Organic matter is eroded and transported as part of the suspended load in rivers. This transfer can result in the release or consumption of CO2, depending on the source of the river carbon and its fate during sedimentary processes. For example, 70-85% of the organic carbon buried in the Bengal Fan is from the erosion recent terrestrial biosphere (soils and vegetation), which acts to remove CO2 from the atmosphere for millions of years (Galy et al., 2007). Alternatively, erosion can supply organic carbon from sedimentary rocks (e.g. organic matter from shales). If this is weathered and oxidised during transport, it can release CO2 back to the atmosphere after millions of years of storage (Hilton et al., 2014).

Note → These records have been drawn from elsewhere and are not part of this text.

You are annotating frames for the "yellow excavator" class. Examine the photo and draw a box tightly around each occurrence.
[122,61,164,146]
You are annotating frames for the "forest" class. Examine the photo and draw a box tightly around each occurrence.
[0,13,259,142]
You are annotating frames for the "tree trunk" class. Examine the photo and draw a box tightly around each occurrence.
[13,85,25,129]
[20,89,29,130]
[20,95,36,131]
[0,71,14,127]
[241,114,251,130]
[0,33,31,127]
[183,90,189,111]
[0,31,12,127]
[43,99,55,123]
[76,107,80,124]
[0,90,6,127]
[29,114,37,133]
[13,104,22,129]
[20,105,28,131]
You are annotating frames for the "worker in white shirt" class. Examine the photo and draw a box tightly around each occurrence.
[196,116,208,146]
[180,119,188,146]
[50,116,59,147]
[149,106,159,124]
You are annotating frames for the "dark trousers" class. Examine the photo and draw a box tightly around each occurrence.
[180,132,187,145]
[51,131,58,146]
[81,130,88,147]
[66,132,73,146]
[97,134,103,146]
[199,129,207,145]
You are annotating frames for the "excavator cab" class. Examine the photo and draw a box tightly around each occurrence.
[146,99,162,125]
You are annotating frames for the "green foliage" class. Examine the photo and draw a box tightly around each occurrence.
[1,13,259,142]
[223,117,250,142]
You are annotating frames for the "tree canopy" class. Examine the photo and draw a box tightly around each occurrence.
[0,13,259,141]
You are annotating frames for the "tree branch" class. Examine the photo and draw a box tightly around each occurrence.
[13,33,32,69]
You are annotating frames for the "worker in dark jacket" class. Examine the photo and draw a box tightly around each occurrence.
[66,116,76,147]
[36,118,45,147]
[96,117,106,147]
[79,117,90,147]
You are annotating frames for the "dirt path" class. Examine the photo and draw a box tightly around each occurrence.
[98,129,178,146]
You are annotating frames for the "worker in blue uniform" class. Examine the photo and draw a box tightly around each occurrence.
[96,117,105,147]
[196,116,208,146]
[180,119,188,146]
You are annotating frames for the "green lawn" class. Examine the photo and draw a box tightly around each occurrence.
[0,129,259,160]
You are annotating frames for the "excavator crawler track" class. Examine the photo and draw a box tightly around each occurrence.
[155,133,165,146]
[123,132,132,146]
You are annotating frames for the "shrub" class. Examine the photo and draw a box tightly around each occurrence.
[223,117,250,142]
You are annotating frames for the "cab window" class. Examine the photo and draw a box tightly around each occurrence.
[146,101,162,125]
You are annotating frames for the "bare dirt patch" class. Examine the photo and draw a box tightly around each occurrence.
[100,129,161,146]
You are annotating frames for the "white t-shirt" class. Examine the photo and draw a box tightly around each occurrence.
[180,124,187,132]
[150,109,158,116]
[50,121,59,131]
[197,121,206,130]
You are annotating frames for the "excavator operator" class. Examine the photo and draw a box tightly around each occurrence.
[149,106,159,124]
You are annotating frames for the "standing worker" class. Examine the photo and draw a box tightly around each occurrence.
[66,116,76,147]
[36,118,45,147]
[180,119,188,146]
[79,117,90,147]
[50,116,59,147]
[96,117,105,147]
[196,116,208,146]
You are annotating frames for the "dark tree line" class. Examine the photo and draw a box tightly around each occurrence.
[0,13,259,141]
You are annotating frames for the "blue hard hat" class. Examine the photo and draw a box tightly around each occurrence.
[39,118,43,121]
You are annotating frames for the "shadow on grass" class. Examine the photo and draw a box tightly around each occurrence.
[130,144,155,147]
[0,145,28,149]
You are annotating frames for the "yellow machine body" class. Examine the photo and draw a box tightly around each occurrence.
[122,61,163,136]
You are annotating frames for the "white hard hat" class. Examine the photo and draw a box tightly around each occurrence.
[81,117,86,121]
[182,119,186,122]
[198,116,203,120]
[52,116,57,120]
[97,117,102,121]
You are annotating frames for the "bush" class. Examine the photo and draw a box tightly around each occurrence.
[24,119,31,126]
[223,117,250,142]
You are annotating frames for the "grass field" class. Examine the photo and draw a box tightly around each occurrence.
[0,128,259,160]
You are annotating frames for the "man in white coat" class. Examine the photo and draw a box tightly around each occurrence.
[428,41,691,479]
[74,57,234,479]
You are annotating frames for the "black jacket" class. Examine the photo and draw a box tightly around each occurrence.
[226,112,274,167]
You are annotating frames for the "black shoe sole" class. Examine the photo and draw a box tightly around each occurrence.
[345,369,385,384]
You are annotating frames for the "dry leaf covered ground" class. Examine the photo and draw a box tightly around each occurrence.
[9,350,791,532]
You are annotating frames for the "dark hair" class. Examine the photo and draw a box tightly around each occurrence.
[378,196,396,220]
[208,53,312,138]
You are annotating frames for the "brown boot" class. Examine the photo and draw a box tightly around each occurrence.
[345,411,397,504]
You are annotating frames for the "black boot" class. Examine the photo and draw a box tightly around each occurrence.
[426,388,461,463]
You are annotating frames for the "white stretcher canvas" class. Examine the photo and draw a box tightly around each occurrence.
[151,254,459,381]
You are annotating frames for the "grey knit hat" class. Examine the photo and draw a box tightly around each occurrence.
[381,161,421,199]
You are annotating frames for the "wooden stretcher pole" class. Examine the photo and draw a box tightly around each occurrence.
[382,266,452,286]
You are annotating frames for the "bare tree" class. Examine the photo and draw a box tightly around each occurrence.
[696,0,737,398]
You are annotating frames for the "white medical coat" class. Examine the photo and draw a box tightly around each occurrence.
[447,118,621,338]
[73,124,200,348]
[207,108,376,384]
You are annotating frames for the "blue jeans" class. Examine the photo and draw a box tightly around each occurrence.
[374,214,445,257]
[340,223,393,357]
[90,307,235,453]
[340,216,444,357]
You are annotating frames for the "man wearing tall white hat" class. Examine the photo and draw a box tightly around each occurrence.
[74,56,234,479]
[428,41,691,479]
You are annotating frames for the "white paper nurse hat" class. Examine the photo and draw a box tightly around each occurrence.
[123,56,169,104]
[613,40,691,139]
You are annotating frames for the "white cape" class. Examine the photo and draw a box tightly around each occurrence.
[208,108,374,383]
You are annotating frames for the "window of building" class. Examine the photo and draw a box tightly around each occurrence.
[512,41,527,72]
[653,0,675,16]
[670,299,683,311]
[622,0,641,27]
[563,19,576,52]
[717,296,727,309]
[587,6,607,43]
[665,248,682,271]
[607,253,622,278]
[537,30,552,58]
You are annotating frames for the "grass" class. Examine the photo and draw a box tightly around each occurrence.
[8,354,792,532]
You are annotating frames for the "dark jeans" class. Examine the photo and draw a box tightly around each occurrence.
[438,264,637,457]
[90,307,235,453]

Mountainous regions on the planet are thought to have the highest rates of CO2 consumption through weathering and organic carbon burial. The Irrawaddy, Salween and Mekong Rivers in SE Asia, all with their headwaters in the Himalaya-Tibetan-Plateau region, together provide one of the largest terrestrial carbon inputs to the world’s oceans (Bird et al., 2008). On our recent fieldwork, we determined the inorganic carbon flux as the equivalent amount of carbon as driving 10,000km, every second in an average family sized car. Despite these preliminary findings, the fluxes and sources of riverine organic carbon remain poorly constrained, particularly in the Irrawaddy and Salween rivers.

This PhD project will thus focus on these key questions:
– what is the organic carbon flux from the Irrawaddy-Salween-Mekong rivers, from their headwaters to the oceans?
– How does the source of organic matter vary during river transport and floodplain transit?
– What is the balance between CO2 release via the oxidation of rock bound organic carbon and CO2 consumption via the burial of modern organic carbon from the biosphere?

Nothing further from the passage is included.